About Ontoba
We are a digital media consultancy with expertise and specialist knowledge in semantic web software and solutions architecture.
We have a proven track record in developing and implementing technical strategy for leading digital media organisations. Our recent experiences have focussed on the development, build and implementation of robust and high performance dynamic semantic publishing systems.
Ontoba provides a range of services from technical strategy, through guidance of your own in-house development team, to delivery of full end-to-end solutions.
Please contact us to discuss your requirements.
Text Analysis and Semantic Annotation
Flat tagging or labelling of content with meta-tags has become common place and is used extensively on blogs and news content to aid search and contextual surfacing of content. Semantic annotation is a relatively simple step further than flat tagging but can add significantly to the utility of applied tags.
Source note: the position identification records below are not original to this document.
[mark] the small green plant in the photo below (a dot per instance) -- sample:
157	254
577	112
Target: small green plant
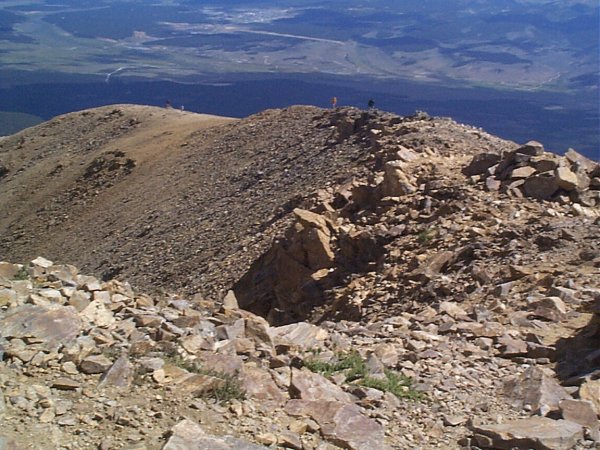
231	389
395	383
22	274
179	361
350	362
354	368
426	235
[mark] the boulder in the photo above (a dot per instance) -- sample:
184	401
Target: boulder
532	148
535	390
342	424
119	375
590	390
188	435
95	364
259	384
48	326
481	163
579	411
302	334
535	433
523	172
395	182
541	187
566	179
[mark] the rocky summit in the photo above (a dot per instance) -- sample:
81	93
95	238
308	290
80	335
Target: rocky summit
298	279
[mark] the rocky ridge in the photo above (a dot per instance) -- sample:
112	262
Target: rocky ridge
429	258
92	364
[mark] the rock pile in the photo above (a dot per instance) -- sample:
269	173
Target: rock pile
532	172
91	364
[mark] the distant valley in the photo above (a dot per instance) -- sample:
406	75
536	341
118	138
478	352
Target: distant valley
520	69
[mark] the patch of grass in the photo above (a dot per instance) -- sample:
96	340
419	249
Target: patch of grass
231	389
426	236
22	274
395	383
351	362
354	368
179	361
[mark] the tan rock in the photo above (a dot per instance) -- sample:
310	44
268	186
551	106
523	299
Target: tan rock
539	433
341	423
98	314
535	390
550	308
188	435
49	326
590	390
566	179
95	364
579	411
119	375
541	187
523	172
395	182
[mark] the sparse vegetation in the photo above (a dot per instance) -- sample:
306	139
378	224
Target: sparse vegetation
426	236
230	388
22	274
354	368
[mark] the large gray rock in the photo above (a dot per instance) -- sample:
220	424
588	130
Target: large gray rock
304	335
532	148
535	433
342	424
579	411
258	384
37	323
120	374
188	435
537	390
541	187
481	163
395	182
95	364
566	179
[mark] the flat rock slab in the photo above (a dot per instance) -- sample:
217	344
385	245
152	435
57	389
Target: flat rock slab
536	433
342	424
188	435
49	326
305	335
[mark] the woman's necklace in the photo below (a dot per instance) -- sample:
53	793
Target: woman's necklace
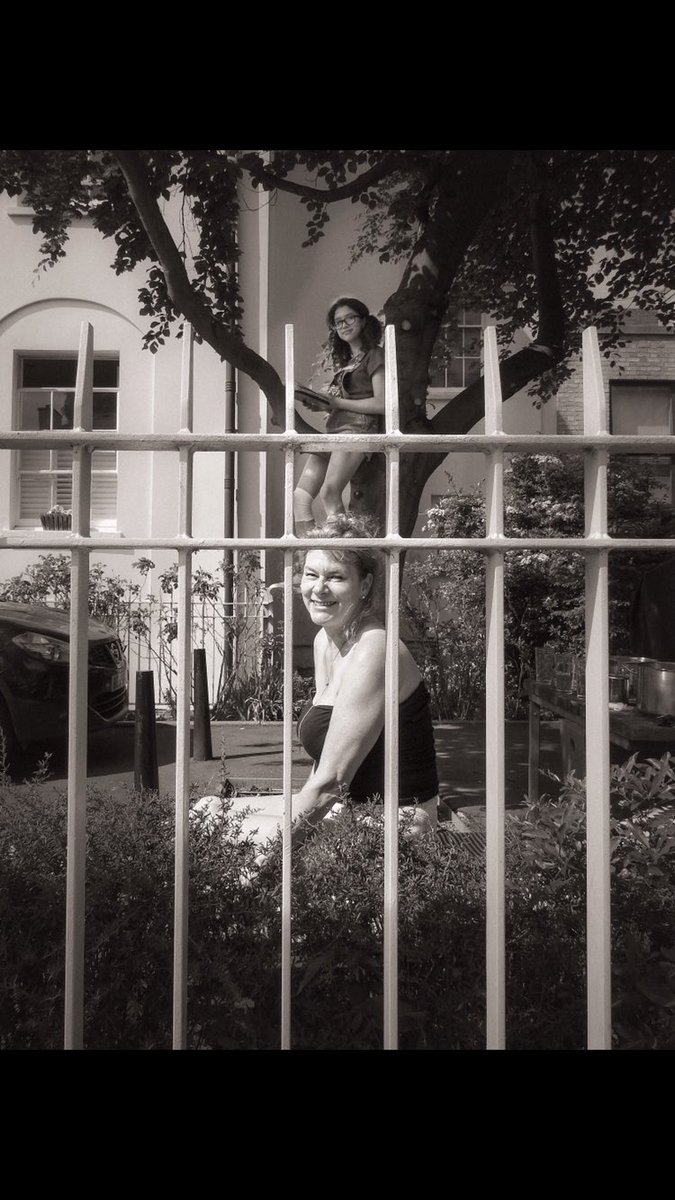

Semantic annotation is the application of ontologically modelled references to your digital media content. So instead of simply applying a free text word or phrase as a tag, you apply (associate) to the relevant piece of content a URI reference to an instance of a 'thing' that has been adequately domain modelled.
As an example, if we applied as free text the term "Elvis Presley" to a music article, we would be able to some extent allow users to know that this article was about Elvis Presley, and maybe be able to explore for other articles that have been tagged with the (exact) same phrase. Although if an another article was tagged with "Elvis" there most likely be no correlation between the two terms. If, however, we associated a URI referencing "Elvis Presley" in some ontological domain model to the content, then we also gain all knowledge about Elvis from the underlying model. We can also assert that our instance of Elvis Presley is the same as that of another linked dataset (such as Freebase, MusicBrainz, or DBPedia) thus also be able to surface all the knowledge from those datasets too.
We can provide solutions for text mining, language processing, semantic disambiguation and concept extraction for semantic annotation. If you wish to semantically annotate your text content, Ontoba can help build out fully automatic or semi-automatic solutions for analysing your content for semantic concepts.
We also have considerable expertise in semantic geotagging, and geospatial semantic querying. By annotating content with geospatial semantic metatags, your content can be aggregated both geospatially and semantically. Examples of this would be "Give me all the articles about car accidents within 50 kilometres of London", or "Give me all the political news within the state of New York".